Moving Average Factors
Factor 1:	1 + 0.55505 B(1) + 0.43689 B(3)

The Autocorrelation Check of Residuals shows that none of the Q-statistics are statistically significant. This indicates that the model provides an adequate fit to the data.

U.S. Steel Shipments Data

(thousands of net tons)

The ARIMA Procedure

Conditional Least Squares Estimation
Parameter	Estimate	Standard Error	t Value	Approx Pr > \|t\|	Lag
MU	6057.1	232.96713	26.00	<.0001	0
MA1,1	-0.55505	0.08021	-6.92	<.0001	1
MA1,2	-0.43689	0.07936	-5.51	<.0001	3
AR1,1	0.54234	0.09903	5.48	<.0001	2
AR2,1	0.64802	0.09392	6.90	<.0001	12

Constant Estimate	975.7391
Variance Estimate	126334.1
Std Error Estimate	355.4351
AIC	1404.983
SBC	1417.805
Number of Residuals	96

All of the estimated parameters have relatively large t-statistics, which indicates that these parameters cannot be omitted from the model.

In the forecasting stage, you use the FORECAST statement to forecast future values of the time series and to generate confidence intervals for these forecasts from the ARIMA model produced by the preceding ESTIMATE statement.

The following statements produce forecasts and upper and lower 95% confidence limits for 12 future periods and creates the output data set STEEL2.

      f lead=12
        out=steel2
        id=date
        interval=month
        noprint;
   run;

To prepare the output data set for plotting, change the values for the forecasts and confidence limits to missing for all dates prior to the future forecast periods.

   data steel3;
      set steel2;
      if date lt '01jan92'd then do;
         forecast=.;
         l95=.;
         u95=.;
      end;
   run;

Use the GPLOT procedure to plot the data.

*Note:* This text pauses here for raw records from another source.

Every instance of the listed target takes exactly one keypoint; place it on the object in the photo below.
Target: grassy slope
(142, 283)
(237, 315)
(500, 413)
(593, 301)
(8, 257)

   proc gplot data=steel3;
      format date year4.;
      plot steelshp*date=1
           forecast*date=2
           l95*date=3
           u95*date=3 / overlay cframe=ligr
                        haxis=axis1 vaxis=axis2
                        vminor=1 href='01jan92'd;
      title 'U.S. Steel Shipments Data';
      title2 '(thousands of net tons)';
      axis1 offset=(1 cm)
            label=('Year') minor=none
            order=('01jan84'd to '01jan93'd by year);
      axis2 label=(angle=90 'Steel Shipments')
            order=(4500 to 8500 by 1000);
      symbol1 c=blue  i=join l=1 v=star;
      symbol2 c=red   i=join l=1 v=F;
      symbol3 c=green i=join l=20;
   run;
   quit;

The values of the original steel shipments time series are plotted with the star symbol. The forecasts are plotted with the F symbol, and the upper and lower 95% confidence limits for the forecasts are plotted with dashed lines.

Because the model fit to the steel shipments data includes a seasonal component, the forecasts do not follow a simple linear trend. Instead, the forecasts show variability due to the season (month of the year).

References

Box, G.E.P. and Jenkins, G.M. (1976), Time Series Analysis: Forecasting and Control, San Francisco: Holden-Day.

Chilton Publications (1993), Metal Statistics 1993, New York: Chilton Publications.

Hamilton, J. (1994), Time Series Analysis, Princeton, NJ: Princeton University Press.

SAS Institute Inc. (1996), Forecasting Examples for Business and Economics Using the SAS System, Cary, NC: SAS Institute Inc.

SAS Institute Inc. (1993), SAS/ETS User's Guide, Version 6, Second Edition, Cary, NC: SAS Institute Inc.